オンボーディングとは?目的や取り組むメリット、実施するためのポイントについて解説
「コストをかけて人材を採用・育成したのに早期に離職されてしまい、振り出しに戻ってしまった」といった経験のある企業は多いでしょう。人材不足が慢性化している今日では、採用した人材を早期に定着させる取り組みが重要です。
この記事では、オンボーディングの目的やメリット、取り組みを行う際のポイントなどを解説します。
目次
オンボーディングとは?
まず、オンボーディングの意味や目的、混同されやすい用語との違いを解説します。
オンボーディングの意味や目的
オンボーディング(on-boarding)とは、英語で「飛行機や船などの乗り物に乗っている状態」を指します。さらに、ただ乗り物に乗っているだけでなく、乗員がお互いをサポートし、同じ目的地に向かっているというニュアンスも含まれます。そこから、新しく組織に参画した人材が早期に定着し能力を発揮できるようにするための継続的な取り組みを意味するようになりました。

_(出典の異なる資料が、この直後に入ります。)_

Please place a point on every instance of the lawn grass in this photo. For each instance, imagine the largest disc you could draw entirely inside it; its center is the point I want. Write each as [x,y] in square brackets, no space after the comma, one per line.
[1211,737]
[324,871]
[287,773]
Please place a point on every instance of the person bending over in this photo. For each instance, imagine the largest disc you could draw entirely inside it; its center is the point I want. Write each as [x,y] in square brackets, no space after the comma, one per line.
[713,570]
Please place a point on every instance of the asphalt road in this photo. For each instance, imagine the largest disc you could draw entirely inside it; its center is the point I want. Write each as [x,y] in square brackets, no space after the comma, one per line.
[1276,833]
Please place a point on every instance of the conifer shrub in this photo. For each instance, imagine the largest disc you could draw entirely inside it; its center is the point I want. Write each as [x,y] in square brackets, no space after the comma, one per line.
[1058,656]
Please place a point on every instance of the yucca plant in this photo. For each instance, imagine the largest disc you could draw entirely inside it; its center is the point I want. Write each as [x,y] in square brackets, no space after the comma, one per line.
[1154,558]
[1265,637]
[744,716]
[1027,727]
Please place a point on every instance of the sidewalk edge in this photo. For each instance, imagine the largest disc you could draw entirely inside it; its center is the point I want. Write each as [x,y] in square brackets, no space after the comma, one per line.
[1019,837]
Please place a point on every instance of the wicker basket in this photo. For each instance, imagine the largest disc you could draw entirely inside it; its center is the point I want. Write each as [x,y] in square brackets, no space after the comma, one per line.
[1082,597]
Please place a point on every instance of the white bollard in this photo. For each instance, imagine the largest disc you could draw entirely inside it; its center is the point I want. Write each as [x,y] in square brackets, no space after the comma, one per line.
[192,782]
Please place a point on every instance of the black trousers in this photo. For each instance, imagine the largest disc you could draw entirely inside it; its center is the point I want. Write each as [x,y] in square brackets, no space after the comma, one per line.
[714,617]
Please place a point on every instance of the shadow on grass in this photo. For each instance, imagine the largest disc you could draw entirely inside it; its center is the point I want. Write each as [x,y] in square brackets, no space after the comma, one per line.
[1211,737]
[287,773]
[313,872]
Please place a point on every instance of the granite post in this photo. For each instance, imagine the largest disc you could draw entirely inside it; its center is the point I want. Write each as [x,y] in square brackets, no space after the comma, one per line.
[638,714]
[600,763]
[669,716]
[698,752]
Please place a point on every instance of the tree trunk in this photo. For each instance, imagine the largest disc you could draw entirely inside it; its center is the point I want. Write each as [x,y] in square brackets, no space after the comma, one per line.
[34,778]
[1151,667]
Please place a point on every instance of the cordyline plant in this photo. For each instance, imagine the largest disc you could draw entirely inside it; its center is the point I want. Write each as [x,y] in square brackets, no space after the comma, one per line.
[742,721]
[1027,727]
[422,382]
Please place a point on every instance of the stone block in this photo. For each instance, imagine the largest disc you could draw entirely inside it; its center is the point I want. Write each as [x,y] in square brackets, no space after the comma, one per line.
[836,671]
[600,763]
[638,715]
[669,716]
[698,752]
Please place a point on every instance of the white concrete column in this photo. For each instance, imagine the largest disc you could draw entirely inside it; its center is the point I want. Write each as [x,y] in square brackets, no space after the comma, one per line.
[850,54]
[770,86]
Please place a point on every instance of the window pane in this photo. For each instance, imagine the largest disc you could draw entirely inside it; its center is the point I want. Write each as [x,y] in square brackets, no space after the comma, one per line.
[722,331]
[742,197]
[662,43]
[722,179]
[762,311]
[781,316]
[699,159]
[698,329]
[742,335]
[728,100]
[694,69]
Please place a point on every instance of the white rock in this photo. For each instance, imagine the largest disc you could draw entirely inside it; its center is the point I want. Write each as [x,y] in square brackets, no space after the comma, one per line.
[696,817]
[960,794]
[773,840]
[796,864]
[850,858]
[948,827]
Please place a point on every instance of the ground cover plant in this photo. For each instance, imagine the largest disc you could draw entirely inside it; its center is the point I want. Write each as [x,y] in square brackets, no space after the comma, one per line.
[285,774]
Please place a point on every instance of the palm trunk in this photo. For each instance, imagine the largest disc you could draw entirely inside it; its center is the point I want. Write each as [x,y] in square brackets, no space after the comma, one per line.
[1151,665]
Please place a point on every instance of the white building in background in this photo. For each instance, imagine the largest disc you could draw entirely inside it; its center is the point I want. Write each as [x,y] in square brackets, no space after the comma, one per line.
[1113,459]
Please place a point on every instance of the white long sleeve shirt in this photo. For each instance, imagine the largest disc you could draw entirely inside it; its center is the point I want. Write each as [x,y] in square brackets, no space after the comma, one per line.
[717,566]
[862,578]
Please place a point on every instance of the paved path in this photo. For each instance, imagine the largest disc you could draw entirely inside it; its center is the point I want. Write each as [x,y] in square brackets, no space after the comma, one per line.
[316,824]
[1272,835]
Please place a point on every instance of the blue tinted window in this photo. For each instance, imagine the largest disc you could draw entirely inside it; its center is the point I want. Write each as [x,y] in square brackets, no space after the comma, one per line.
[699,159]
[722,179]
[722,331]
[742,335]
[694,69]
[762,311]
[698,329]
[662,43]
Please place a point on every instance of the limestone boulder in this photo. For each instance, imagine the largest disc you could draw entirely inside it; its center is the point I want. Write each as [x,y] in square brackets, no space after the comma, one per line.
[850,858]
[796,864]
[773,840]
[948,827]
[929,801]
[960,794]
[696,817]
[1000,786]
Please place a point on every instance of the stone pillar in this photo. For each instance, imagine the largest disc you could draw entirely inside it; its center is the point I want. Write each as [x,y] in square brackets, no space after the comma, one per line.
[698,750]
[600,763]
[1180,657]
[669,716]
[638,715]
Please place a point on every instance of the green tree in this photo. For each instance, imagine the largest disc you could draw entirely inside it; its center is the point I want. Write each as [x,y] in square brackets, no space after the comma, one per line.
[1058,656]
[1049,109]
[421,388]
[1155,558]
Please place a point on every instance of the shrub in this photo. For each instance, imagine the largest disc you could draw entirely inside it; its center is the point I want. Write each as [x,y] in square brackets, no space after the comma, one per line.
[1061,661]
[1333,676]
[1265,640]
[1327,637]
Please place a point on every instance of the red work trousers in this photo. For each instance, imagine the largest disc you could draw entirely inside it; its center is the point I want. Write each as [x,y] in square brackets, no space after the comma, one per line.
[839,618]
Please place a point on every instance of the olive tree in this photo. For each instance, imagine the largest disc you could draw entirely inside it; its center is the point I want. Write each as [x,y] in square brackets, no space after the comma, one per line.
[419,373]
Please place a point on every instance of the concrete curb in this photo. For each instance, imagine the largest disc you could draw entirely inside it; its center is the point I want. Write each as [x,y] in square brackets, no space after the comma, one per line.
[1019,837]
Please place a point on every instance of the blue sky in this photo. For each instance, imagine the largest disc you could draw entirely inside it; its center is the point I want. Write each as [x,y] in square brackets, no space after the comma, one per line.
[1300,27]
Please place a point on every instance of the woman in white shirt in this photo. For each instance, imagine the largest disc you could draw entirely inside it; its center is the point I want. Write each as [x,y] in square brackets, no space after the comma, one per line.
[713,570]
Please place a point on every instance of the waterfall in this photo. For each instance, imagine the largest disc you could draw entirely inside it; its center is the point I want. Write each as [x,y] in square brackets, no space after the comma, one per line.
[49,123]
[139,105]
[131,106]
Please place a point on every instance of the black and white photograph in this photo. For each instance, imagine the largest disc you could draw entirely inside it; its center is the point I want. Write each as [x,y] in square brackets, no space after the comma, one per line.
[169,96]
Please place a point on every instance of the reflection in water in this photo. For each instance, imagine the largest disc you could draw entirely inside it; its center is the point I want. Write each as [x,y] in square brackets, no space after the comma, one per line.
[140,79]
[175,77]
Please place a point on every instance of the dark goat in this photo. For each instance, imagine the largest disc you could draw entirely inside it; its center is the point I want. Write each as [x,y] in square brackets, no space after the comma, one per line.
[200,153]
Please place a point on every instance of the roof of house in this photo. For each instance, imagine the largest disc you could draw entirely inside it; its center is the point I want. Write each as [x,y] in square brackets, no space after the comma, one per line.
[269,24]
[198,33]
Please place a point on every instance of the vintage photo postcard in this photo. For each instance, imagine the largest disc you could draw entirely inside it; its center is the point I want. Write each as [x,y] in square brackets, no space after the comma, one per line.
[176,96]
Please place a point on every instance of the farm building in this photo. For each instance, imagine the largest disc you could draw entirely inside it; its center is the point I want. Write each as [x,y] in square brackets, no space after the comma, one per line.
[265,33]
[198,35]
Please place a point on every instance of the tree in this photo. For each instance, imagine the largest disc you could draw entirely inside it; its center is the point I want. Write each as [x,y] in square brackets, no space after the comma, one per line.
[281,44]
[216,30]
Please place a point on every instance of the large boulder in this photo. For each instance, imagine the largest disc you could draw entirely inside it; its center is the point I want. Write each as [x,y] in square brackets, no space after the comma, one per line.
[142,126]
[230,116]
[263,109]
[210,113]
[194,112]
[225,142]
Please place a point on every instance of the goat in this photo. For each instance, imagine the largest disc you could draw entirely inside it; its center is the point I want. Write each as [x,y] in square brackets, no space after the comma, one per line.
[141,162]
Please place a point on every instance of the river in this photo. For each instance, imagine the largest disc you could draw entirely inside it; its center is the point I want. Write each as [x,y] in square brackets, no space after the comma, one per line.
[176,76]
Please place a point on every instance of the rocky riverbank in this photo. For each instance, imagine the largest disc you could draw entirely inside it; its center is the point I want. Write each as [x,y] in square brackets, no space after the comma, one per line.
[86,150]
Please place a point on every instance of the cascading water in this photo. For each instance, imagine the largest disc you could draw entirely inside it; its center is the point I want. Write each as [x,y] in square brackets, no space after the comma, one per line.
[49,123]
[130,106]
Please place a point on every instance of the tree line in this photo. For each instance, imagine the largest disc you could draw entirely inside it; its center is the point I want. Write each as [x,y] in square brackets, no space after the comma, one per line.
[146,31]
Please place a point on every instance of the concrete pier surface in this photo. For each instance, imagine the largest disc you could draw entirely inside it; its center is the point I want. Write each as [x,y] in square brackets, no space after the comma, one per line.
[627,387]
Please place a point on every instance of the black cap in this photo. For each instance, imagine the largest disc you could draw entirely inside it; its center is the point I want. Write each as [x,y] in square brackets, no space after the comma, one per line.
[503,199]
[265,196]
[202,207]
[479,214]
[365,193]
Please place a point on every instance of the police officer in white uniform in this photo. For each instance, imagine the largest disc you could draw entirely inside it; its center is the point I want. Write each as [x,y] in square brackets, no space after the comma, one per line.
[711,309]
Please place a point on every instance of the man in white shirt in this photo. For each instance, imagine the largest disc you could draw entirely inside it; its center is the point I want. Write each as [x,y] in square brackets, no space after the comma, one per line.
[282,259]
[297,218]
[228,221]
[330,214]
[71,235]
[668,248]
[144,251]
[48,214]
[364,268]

一般的なオンボーディングの対象は新入社員や中途採用者ですが、出向や異動で新しく参画したメンバーを含める場合もあります。オンボーディングが効果を発揮するためには、上司や教育担当者だけでなく、組織全員が一丸となって取り組む必要があります。
新人研修との違い
新入社員研修は、新入社員の早期定着や教育を目的とした取り組みですが、オンボーディングに比べると対象範囲が狭く、かつ一般的な新入社員研修は一度もしくは多くても数回程度の取り組みである場合がほとんどです。一方、オンボーディングは対象が新入社員に限らず広範囲であり、継続的な取り組みであるという特徴があります。
OJTとの違い
OJT(On The Job Training)は、新入社員や業務未経験者に対し、現場の教育担当者が実務を通して業務知識やスキルを教える教育方法を指します。業務における即戦力化を目的に実施され、期間も数ヵ月程度で行なわれる場合が一般的です。オンボーディングとは目的や期間、教育内容などが異なり、オンボーディングの一環としてOJTが行なわれるケースが多いでしょう。
オリエンテーションとの違い
オリエンテーションは、新入社員や中途採用者に対して会社概要や社内組織、社内ルールなどを説明する取り組みです。主に新しく会社に入った人員に会社を知ってもらうために行なわれ、数日程度で完了する場合がほとんどです。OJTと同様、オンボーディングの一環として行なわれるケースが多いでしょう。
オンボーディングが注目されるようになった背景
オンボーディングが注目されるようになった背景について解説します。
転職希望者の増加
総務省統計局の調査によると、2022年の転職者数は303万人、2023年では328万人と、新型コロナウイルスの影響により減少していた2020年、2021年を経て増加に転じています。また、転職者比率として男女共に15歳~24歳の若い世代が最も多いことが分かっています。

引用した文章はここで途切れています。